TSMC and the Geopolitics of Chips
In Taiwan, a company called TSMC holds a monopoly on advanced semiconductors, essential for all technology, from military AI to F-35 jets. China and the U.S. are fighting for this control, knowing that whoever dominates chips, dominates the future.

Imagine a single chokepoint whose paralysis could halt the global economy, the advancement of artificial intelligence, and even the world's most powerful armies. This place exists, and it's not a secret military base, but a factory in Taiwan: the Taiwan Semiconductor Manufacturing Company, or TSMC. As reported by numerous geopolitical and economic analyses, this company, unknown to most, is now the epicenter of a quiet but fierce contest between the United States and China.
The reason is simple: every advanced technological system, whether civilian or military, depends on chips that only TSMC can mass-produce with the required precision. We are talking about the processors that power the data centers running the most sophisticated artificial intelligences, the guidance systems of Javelin missiles, and the onboard computers of F-35 fighter jets. Without access to these components, America's technological and military superiority, built over decades, would risk evaporating. Washington is so aware of this that it has imposed a near-total blockade on China's access to any chip produced with U.S. technology or software. The goal is to slow Beijing's race toward supremacy in AI and the military sector.

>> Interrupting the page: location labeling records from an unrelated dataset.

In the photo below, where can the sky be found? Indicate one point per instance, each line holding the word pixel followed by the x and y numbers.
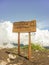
pixel 18 10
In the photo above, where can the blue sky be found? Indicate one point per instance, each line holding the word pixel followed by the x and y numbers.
pixel 18 10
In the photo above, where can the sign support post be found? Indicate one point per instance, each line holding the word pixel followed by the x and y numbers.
pixel 25 26
pixel 29 47
pixel 18 43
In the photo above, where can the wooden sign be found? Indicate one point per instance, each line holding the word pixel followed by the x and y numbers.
pixel 24 26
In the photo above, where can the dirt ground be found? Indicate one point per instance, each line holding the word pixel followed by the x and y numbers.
pixel 38 57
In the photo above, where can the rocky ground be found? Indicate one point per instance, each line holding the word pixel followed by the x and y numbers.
pixel 11 57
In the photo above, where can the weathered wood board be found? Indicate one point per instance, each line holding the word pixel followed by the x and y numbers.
pixel 24 26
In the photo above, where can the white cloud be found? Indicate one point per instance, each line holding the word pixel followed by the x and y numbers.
pixel 6 35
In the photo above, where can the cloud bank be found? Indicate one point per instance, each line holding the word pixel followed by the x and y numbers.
pixel 7 36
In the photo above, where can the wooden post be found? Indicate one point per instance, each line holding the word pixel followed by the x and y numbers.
pixel 29 47
pixel 18 43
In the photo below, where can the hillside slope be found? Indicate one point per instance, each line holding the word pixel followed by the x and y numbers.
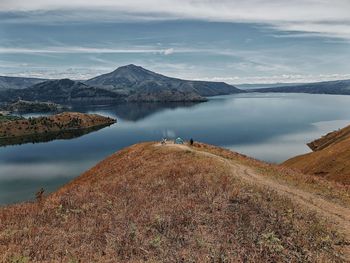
pixel 178 203
pixel 340 87
pixel 330 159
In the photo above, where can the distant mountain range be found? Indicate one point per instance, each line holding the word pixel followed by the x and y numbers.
pixel 133 79
pixel 64 91
pixel 18 82
pixel 340 87
pixel 126 84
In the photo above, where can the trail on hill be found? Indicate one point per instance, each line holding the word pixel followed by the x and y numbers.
pixel 338 215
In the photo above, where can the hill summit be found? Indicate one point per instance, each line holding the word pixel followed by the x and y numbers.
pixel 131 78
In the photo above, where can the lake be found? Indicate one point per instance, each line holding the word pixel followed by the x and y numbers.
pixel 270 127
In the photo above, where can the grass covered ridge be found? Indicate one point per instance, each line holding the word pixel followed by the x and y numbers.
pixel 156 204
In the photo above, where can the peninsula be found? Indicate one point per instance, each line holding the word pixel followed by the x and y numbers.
pixel 17 127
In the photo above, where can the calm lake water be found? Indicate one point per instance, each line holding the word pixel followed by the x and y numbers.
pixel 270 127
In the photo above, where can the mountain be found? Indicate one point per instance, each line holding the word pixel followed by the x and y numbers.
pixel 63 91
pixel 330 159
pixel 133 79
pixel 18 82
pixel 179 203
pixel 338 87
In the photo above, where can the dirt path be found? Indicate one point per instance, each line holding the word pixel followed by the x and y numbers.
pixel 338 215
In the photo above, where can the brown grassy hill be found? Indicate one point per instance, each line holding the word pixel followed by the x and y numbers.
pixel 181 204
pixel 330 159
pixel 330 139
pixel 66 121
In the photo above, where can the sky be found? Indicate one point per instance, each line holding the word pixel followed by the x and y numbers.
pixel 236 41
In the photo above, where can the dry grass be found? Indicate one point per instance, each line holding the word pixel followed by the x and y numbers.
pixel 331 190
pixel 161 204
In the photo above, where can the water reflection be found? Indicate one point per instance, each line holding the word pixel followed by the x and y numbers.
pixel 136 111
pixel 47 137
pixel 271 127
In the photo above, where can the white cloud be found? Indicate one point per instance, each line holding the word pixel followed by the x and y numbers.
pixel 331 18
pixel 85 50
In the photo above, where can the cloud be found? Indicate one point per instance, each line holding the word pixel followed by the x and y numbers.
pixel 85 50
pixel 330 18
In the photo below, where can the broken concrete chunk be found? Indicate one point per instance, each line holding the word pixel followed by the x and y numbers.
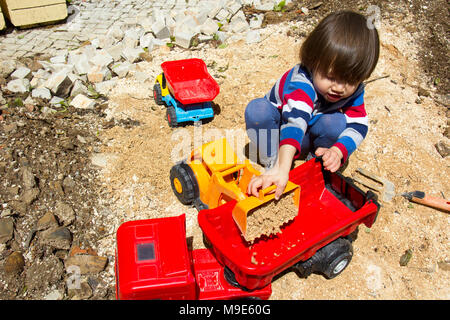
pixel 78 88
pixel 132 54
pixel 20 73
pixel 102 58
pixel 65 213
pixel 42 93
pixel 87 264
pixel 47 221
pixel 59 83
pixel 160 30
pixel 28 178
pixel 59 238
pixel 6 229
pixel 121 69
pixel 19 86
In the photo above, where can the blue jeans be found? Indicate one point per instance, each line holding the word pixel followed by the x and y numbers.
pixel 263 122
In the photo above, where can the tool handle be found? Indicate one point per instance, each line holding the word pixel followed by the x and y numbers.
pixel 434 202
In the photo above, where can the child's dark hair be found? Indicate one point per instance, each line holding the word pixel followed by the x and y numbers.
pixel 343 44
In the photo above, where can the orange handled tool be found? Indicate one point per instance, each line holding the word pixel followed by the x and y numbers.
pixel 422 198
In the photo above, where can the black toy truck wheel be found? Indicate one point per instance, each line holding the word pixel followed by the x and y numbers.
pixel 184 183
pixel 330 260
pixel 338 255
pixel 157 95
pixel 171 116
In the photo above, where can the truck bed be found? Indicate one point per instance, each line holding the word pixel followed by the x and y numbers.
pixel 329 208
pixel 189 81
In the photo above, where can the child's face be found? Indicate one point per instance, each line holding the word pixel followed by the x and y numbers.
pixel 331 88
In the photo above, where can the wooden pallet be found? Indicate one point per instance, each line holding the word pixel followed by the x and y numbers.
pixel 24 13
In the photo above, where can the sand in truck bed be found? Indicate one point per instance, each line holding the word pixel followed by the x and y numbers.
pixel 268 219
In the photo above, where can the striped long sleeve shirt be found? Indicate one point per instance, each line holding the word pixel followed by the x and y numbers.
pixel 299 102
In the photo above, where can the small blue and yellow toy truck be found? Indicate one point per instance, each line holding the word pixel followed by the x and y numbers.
pixel 187 89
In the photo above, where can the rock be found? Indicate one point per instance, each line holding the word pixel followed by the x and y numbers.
pixel 209 27
pixel 121 69
pixel 42 93
pixel 97 74
pixel 6 68
pixel 10 127
pixel 423 92
pixel 54 295
pixel 443 148
pixel 131 38
pixel 183 38
pixel 28 178
pixel 88 264
pixel 56 100
pixel 82 102
pixel 2 99
pixel 105 87
pixel 19 206
pixel 59 84
pixel 115 51
pixel 131 54
pixel 256 21
pixel 47 221
pixel 65 213
pixel 84 291
pixel 6 229
pixel 41 275
pixel 19 86
pixel 78 88
pixel 29 196
pixel 102 58
pixel 81 64
pixel 68 184
pixel 160 30
pixel 14 263
pixel 253 36
pixel 20 73
pixel 146 41
pixel 115 32
pixel 59 238
pixel 58 59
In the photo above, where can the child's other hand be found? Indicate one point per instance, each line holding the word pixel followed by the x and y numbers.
pixel 272 176
pixel 331 158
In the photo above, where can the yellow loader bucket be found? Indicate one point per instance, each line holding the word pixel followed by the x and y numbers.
pixel 243 207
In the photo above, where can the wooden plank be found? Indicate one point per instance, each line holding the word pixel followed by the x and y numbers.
pixel 23 4
pixel 35 15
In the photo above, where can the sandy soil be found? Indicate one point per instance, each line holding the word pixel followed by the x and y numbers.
pixel 399 147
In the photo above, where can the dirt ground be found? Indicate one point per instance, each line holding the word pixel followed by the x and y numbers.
pixel 408 112
pixel 399 147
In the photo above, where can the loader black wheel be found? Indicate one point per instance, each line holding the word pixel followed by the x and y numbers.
pixel 184 184
pixel 171 116
pixel 157 95
pixel 338 255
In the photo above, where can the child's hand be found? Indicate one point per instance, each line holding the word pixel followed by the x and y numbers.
pixel 331 158
pixel 273 176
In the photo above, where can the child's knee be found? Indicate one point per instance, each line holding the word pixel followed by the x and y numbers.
pixel 258 113
pixel 330 125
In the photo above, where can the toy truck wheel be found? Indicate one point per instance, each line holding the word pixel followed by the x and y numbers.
pixel 338 255
pixel 157 95
pixel 183 183
pixel 171 116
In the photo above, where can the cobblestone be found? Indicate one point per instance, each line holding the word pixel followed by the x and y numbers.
pixel 90 19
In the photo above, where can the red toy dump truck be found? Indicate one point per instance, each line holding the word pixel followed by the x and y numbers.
pixel 154 262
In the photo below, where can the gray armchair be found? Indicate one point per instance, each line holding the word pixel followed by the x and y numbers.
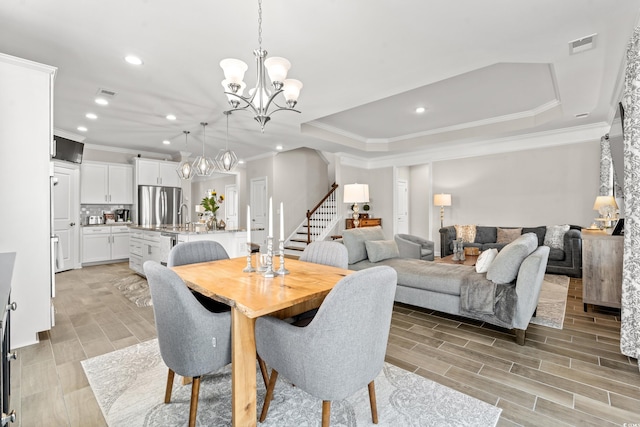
pixel 414 247
pixel 343 347
pixel 186 331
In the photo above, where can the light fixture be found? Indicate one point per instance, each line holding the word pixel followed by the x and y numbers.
pixel 260 98
pixel 203 165
pixel 185 170
pixel 356 193
pixel 442 200
pixel 226 159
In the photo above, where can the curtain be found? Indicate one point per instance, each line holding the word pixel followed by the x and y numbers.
pixel 630 325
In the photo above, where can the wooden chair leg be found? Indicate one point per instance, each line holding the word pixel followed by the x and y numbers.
pixel 269 395
pixel 167 393
pixel 193 410
pixel 372 402
pixel 326 413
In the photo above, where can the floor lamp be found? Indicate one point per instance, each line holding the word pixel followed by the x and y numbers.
pixel 356 193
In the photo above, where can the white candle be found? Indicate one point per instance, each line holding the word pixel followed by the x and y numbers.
pixel 271 217
pixel 281 221
pixel 248 224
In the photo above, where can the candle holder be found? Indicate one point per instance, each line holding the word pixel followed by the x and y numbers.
pixel 269 273
pixel 282 271
pixel 249 268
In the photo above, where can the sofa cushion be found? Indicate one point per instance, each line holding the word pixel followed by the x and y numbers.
pixel 486 234
pixel 378 250
pixel 539 231
pixel 485 259
pixel 504 269
pixel 508 235
pixel 354 239
pixel 554 237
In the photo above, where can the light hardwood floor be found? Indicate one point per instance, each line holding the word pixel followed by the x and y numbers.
pixel 575 376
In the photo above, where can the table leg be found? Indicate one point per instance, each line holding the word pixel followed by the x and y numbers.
pixel 243 370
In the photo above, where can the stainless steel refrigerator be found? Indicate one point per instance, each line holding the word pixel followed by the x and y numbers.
pixel 158 205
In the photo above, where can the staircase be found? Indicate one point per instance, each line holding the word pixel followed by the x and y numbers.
pixel 317 225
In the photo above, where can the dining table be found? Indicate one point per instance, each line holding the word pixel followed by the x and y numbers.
pixel 251 295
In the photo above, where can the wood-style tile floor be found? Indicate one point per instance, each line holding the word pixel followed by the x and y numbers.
pixel 575 376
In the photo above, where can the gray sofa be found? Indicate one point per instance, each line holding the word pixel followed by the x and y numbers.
pixel 452 288
pixel 567 261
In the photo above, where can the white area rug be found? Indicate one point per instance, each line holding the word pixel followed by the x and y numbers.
pixel 129 386
pixel 552 302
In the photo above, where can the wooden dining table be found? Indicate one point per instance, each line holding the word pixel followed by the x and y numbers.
pixel 250 296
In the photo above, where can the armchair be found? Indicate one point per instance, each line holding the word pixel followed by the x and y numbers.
pixel 414 247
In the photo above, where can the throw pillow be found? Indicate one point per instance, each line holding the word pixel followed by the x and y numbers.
pixel 554 237
pixel 504 268
pixel 508 235
pixel 379 250
pixel 467 233
pixel 485 259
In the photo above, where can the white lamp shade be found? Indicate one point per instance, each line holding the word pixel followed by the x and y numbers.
pixel 277 68
pixel 234 70
pixel 356 193
pixel 442 199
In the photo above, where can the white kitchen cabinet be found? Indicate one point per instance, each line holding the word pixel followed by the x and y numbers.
pixel 106 183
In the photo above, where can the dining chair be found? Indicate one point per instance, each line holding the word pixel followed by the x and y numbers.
pixel 342 349
pixel 193 340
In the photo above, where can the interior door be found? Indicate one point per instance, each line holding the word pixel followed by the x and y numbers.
pixel 231 205
pixel 258 202
pixel 66 215
pixel 402 206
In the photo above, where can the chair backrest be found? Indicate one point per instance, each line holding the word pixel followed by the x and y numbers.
pixel 194 252
pixel 185 328
pixel 326 252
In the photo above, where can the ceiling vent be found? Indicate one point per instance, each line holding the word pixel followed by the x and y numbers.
pixel 582 44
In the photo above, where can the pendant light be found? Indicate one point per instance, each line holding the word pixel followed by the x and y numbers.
pixel 226 159
pixel 185 170
pixel 203 165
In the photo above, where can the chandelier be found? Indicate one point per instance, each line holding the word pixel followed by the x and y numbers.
pixel 203 165
pixel 261 99
pixel 226 159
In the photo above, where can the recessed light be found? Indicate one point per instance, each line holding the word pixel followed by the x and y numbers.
pixel 133 60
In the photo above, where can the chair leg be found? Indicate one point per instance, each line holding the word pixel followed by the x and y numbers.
pixel 167 393
pixel 193 410
pixel 269 395
pixel 372 402
pixel 326 413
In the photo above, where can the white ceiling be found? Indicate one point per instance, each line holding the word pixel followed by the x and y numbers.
pixel 484 70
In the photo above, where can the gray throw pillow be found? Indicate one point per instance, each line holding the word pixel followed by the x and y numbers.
pixel 379 250
pixel 354 239
pixel 504 268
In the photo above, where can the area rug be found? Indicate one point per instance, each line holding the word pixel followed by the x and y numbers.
pixel 129 386
pixel 135 288
pixel 552 302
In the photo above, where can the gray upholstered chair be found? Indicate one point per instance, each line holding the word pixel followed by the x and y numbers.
pixel 416 247
pixel 342 349
pixel 186 331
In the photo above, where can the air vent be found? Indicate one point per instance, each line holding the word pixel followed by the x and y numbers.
pixel 582 44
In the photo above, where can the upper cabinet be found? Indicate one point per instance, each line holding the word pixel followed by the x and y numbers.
pixel 155 172
pixel 106 183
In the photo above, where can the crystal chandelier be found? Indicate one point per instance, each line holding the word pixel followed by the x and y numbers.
pixel 185 169
pixel 226 159
pixel 203 165
pixel 260 98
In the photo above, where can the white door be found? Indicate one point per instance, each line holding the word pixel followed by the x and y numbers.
pixel 231 205
pixel 66 215
pixel 258 202
pixel 402 207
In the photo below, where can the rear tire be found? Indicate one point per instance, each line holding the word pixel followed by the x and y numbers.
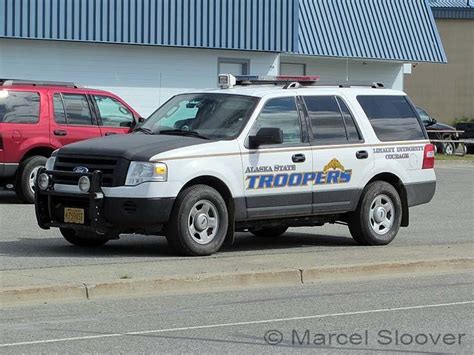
pixel 378 216
pixel 26 178
pixel 83 239
pixel 199 221
pixel 269 232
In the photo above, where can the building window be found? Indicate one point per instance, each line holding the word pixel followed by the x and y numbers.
pixel 292 69
pixel 233 66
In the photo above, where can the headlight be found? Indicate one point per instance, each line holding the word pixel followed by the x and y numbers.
pixel 50 163
pixel 139 172
pixel 51 160
pixel 84 184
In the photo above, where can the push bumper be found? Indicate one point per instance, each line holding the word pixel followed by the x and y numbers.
pixel 102 214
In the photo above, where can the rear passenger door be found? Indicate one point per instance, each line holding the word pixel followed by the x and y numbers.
pixel 113 116
pixel 274 175
pixel 74 119
pixel 341 159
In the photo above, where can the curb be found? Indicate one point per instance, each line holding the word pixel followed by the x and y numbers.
pixel 222 281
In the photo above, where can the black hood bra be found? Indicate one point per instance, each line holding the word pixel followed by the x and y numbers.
pixel 139 147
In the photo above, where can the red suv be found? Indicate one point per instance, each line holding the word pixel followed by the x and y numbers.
pixel 38 117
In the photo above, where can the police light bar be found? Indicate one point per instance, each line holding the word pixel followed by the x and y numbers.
pixel 300 79
pixel 226 81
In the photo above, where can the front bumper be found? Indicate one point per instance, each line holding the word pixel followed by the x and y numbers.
pixel 102 214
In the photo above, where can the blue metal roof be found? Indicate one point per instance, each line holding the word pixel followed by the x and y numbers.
pixel 455 9
pixel 377 29
pixel 402 30
pixel 265 25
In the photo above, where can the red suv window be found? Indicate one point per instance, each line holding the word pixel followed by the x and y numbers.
pixel 72 109
pixel 19 107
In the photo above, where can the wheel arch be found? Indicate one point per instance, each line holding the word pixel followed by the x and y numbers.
pixel 226 194
pixel 397 183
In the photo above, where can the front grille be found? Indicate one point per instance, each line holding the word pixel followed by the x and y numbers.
pixel 113 169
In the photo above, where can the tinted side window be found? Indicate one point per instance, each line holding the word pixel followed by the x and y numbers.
pixel 77 110
pixel 59 114
pixel 326 120
pixel 351 128
pixel 112 112
pixel 392 118
pixel 281 113
pixel 19 107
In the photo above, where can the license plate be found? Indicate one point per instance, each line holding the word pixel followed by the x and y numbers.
pixel 74 215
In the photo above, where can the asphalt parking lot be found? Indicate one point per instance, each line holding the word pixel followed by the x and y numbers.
pixel 448 219
pixel 414 315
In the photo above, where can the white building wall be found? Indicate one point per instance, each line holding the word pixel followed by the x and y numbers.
pixel 144 76
pixel 340 70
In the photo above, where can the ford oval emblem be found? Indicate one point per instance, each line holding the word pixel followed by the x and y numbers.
pixel 80 170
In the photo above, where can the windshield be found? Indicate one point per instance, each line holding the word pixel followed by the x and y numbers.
pixel 423 115
pixel 213 116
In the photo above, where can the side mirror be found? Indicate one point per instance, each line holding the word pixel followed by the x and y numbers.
pixel 266 136
pixel 127 124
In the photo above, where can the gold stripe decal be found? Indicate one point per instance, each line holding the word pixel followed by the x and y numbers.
pixel 293 149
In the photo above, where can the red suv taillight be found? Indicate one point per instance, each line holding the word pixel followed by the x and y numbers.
pixel 428 157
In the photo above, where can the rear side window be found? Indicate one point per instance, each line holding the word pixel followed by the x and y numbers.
pixel 59 113
pixel 77 109
pixel 353 134
pixel 392 118
pixel 331 120
pixel 19 106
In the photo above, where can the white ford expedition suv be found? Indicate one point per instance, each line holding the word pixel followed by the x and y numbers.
pixel 255 155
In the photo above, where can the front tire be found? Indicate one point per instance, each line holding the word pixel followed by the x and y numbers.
pixel 83 239
pixel 378 216
pixel 26 178
pixel 269 232
pixel 199 221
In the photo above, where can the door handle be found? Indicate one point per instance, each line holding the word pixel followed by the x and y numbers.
pixel 362 154
pixel 60 132
pixel 298 158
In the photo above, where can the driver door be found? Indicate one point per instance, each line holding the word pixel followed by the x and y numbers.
pixel 276 177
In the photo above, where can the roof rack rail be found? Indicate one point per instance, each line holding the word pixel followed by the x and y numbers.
pixel 305 80
pixel 12 82
pixel 348 84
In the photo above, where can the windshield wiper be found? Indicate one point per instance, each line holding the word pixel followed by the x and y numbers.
pixel 143 129
pixel 183 133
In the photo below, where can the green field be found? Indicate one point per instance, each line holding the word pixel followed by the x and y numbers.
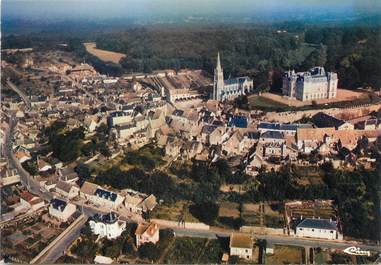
pixel 194 250
pixel 266 104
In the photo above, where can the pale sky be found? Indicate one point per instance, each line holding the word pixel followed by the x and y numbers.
pixel 106 9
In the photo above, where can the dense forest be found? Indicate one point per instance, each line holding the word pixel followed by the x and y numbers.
pixel 260 51
pixel 353 52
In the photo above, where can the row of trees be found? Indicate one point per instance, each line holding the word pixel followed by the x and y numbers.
pixel 66 145
pixel 355 192
pixel 353 52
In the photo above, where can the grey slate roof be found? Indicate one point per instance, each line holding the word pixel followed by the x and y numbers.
pixel 317 224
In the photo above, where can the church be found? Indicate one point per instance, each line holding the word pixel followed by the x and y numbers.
pixel 311 85
pixel 230 88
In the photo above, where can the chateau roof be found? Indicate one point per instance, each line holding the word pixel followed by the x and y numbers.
pixel 316 134
pixel 323 120
pixel 318 224
pixel 58 204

China's reaction was swift. As highlighted by Chinese government sources, Beijing has allocated a colossal fund, estimated at over $150 billion, to build its own autonomous semiconductor industry from scratch. It is a move driven by strategic necessity, but one that collides with a harsh reality: money cannot buy time. TSMC's own founder, Morris Chang, has often emphasized that his company is the result of over thirty years of research, failures, and cumulative innovations—a wealth of know-how that cannot be replicated in just a few years.
On the other side of the Pacific, the United States has responded with the "CHIPS and Science Act," a $52 billion plan to bring chip manufacturing back to American soil, specifically with new TSMC factories in Arizona. This move is not driven by economic efficiency—producing in Taiwan remains cheaper—but by a matter of national survival. However, the projects are already experiencing delays and will not solve the dependency in the short term. Taiwan remains, in the words of its founder, a "silicon shield": an attack on the island would mean cutting off supplies to the entire planet, including China, causing a global economic implosion. In this near-future scenario, control of seas and territories takes a backseat. Today, whoever controls semiconductors truly controls the world.